Tyrande nodded. "When Elune heard the story she decided to do things a bit differently." She closed her eyes briefly and tilted her face back to face the full moon. As she did so her body glowed with an inner silvery radiance and the air before them seemed to distort and ripple, before clearing away to reveal what looked like a large, intricately engraved, silver coin on the ground. Or a manhole cover. The disk became wreathed in a series of iridescent moonbeams and lifted from the ground, revealing an ornate stair. "While your gods made their box to contain evil that it could be used to punish some poor girl, Elune and I made ours to cleanse a Hero and a friend. Both hold evil, but the way we go about it?" She snorted. "Starting during the original war of the Legion and continuing throughout history this temples sole resident has made it his mission to hunt down warlocks, demons and the forces of darkness, but has also made a rather unfortunate habit of becoming deeply corrupted by those he seeks to destroy. Malfurion and the dragon aspects insisted he be locked away, never to see the light of the moon again, but I could not do that to him, so he comes here.
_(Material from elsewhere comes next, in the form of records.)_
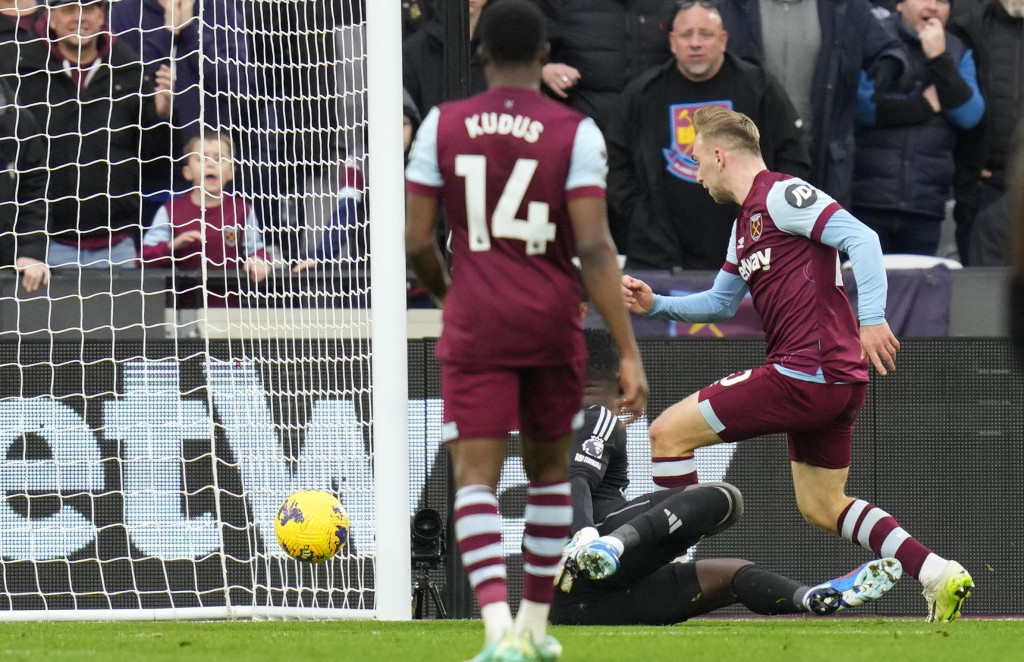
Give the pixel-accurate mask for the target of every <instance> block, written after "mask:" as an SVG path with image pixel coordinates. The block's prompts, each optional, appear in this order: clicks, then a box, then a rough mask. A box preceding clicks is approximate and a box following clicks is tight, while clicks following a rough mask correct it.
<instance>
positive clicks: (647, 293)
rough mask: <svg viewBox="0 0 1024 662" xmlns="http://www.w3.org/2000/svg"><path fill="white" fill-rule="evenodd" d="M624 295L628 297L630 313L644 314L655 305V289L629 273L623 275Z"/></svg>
mask: <svg viewBox="0 0 1024 662" xmlns="http://www.w3.org/2000/svg"><path fill="white" fill-rule="evenodd" d="M623 296H625V297H626V307H627V308H629V312H630V313H636V314H637V315H643V314H644V313H646V312H647V311H649V309H650V306H652V305H654V291H653V290H651V289H650V286H649V285H647V284H646V283H644V282H643V281H641V280H640V279H637V278H633V277H632V276H629V275H627V274H624V275H623Z"/></svg>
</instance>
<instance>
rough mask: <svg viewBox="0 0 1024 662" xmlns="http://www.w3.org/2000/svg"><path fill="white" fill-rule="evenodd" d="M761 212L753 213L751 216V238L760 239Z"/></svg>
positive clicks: (752, 238) (761, 224)
mask: <svg viewBox="0 0 1024 662" xmlns="http://www.w3.org/2000/svg"><path fill="white" fill-rule="evenodd" d="M761 230H762V224H761V214H759V213H758V214H754V215H753V216H751V239H753V240H754V241H757V240H759V239H761Z"/></svg>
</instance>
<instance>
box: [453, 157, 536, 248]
mask: <svg viewBox="0 0 1024 662" xmlns="http://www.w3.org/2000/svg"><path fill="white" fill-rule="evenodd" d="M535 172H537V161H536V160H535V159H518V160H517V161H516V162H515V166H514V167H513V168H512V174H511V175H510V176H509V179H508V181H507V182H505V190H504V191H502V197H501V198H499V199H498V205H497V206H496V207H495V213H494V214H493V215H492V217H490V229H489V231H488V230H487V201H486V197H487V191H486V189H487V157H485V156H482V155H479V154H460V155H458V156H457V157H456V158H455V173H456V174H457V175H459V176H460V177H465V178H466V221H467V223H468V225H469V248H470V250H474V251H485V250H490V238H492V237H499V238H502V239H520V240H522V241H524V242H526V254H527V255H543V254H544V253H545V251H547V250H548V242H552V241H555V230H556V225H555V224H554V223H549V222H548V203H546V202H536V201H531V202H529V203H528V204H527V205H526V220H522V219H521V218H516V217H515V213H516V211H517V210H518V209H519V205H521V204H522V199H523V197H524V196H525V195H526V189H527V188H528V187H529V181H530V179H532V178H534V173H535Z"/></svg>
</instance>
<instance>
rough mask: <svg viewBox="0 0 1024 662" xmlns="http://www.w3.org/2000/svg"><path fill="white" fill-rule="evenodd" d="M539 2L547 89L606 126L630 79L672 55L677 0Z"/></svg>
mask: <svg viewBox="0 0 1024 662" xmlns="http://www.w3.org/2000/svg"><path fill="white" fill-rule="evenodd" d="M538 6H539V7H540V8H541V10H542V11H544V13H545V15H546V16H547V17H548V37H549V39H550V40H551V56H550V57H549V63H548V64H547V65H545V66H544V71H543V72H542V75H543V77H544V84H545V87H546V88H547V89H548V90H550V91H551V92H552V93H553V94H554V95H555V96H557V97H560V98H562V99H565V100H566V102H568V105H569V106H571V107H572V108H574V109H577V110H578V111H580V112H581V113H585V114H587V115H589V116H590V117H592V118H594V121H595V122H597V126H598V127H599V128H600V129H601V130H602V131H603V130H605V129H606V126H607V121H608V118H609V115H610V114H611V112H612V110H613V108H614V105H615V102H616V101H617V99H618V95H620V94H621V93H622V91H623V90H624V89H626V86H627V85H628V84H629V83H630V81H632V80H634V79H635V78H636V77H637V76H639V75H640V74H642V73H643V72H645V71H647V70H648V69H650V68H651V67H654V66H655V65H658V64H660V63H663V61H665V58H666V57H668V56H669V55H670V52H669V41H668V38H667V37H668V35H667V33H668V32H669V30H671V28H672V16H673V15H674V14H675V12H676V2H675V0H539V1H538ZM420 108H421V109H423V107H422V106H421V107H420ZM615 239H616V240H617V239H620V238H618V237H616V238H615Z"/></svg>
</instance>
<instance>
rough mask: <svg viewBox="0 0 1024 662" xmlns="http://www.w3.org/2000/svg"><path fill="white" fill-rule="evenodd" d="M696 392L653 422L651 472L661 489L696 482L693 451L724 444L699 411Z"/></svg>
mask: <svg viewBox="0 0 1024 662" xmlns="http://www.w3.org/2000/svg"><path fill="white" fill-rule="evenodd" d="M697 396H698V394H697V392H693V394H691V395H689V396H687V397H686V398H685V399H684V400H682V401H681V402H678V403H676V404H675V405H673V406H672V407H669V408H668V409H667V410H665V411H664V412H663V413H662V415H660V416H658V417H657V418H656V419H654V422H653V423H651V425H650V429H649V430H648V435H649V437H650V457H651V462H652V465H651V473H652V479H653V481H654V485H656V486H658V487H659V488H676V487H685V486H687V485H696V483H697V470H696V464H695V463H694V461H693V451H694V450H695V449H698V448H701V447H703V446H713V445H715V444H719V443H721V441H722V440H721V439H720V438H719V437H718V435H716V433H715V431H714V430H713V429H712V427H711V425H709V424H708V421H707V420H705V416H703V414H702V413H701V411H700V406H699V404H698V402H697Z"/></svg>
Every time his own corruption reaches a certain threshold the box summons him back that Elune might heal him once more."

Placing her hand Tyrande turned to George. "Reynart's Tail, if you would?" she said, indicating a depression in the door. George nodded, no longer surprised at how so many things were becoming backwards compatible around him. As he placed the weapon in the door the entire thing glowed briefly before spiraling out in a metallic iris. In the room beyond, held floating in a pillar or moonlight, floated a night elf man. His skin, instead of purple, was black as night and reminded George of the drow. Light silver blue tattoos swirled across his skin, rippling and contorting as they emphasized the wall of muscle this warrior had obviously become. From his back sprouted a pair of enormous black wings like those of a raven and finally, to complete the picture, a great pair of horns swept back across his skull. They were different from those held by the Druids however. Where theirs were antlers signifying their connection to nature and their patron god Cenarius the horns of this person looked as if they would have belonged better on a dragon.

Suddenly the being stirred and where its eyes should have been two blazing white suns peaked out of the ruined sockets. Opening his mouth to speak and revealing fangs the figure spoke. "Good morning, Master Fox, is it that time again?"

George looked to Tyrande in askance and she smiled at him. "Where I am the the voice of Elune and her gentle right hand, he is the avatar of the night warrior and her vengeful fist. George Weasley, I'd like to introduce to you Illidan Stormrage, my brother in law and our very dear friend."

"Oh," replied Illidan softly, descending from the pillar of light with a wide grin on his face "It's that adventure is it?"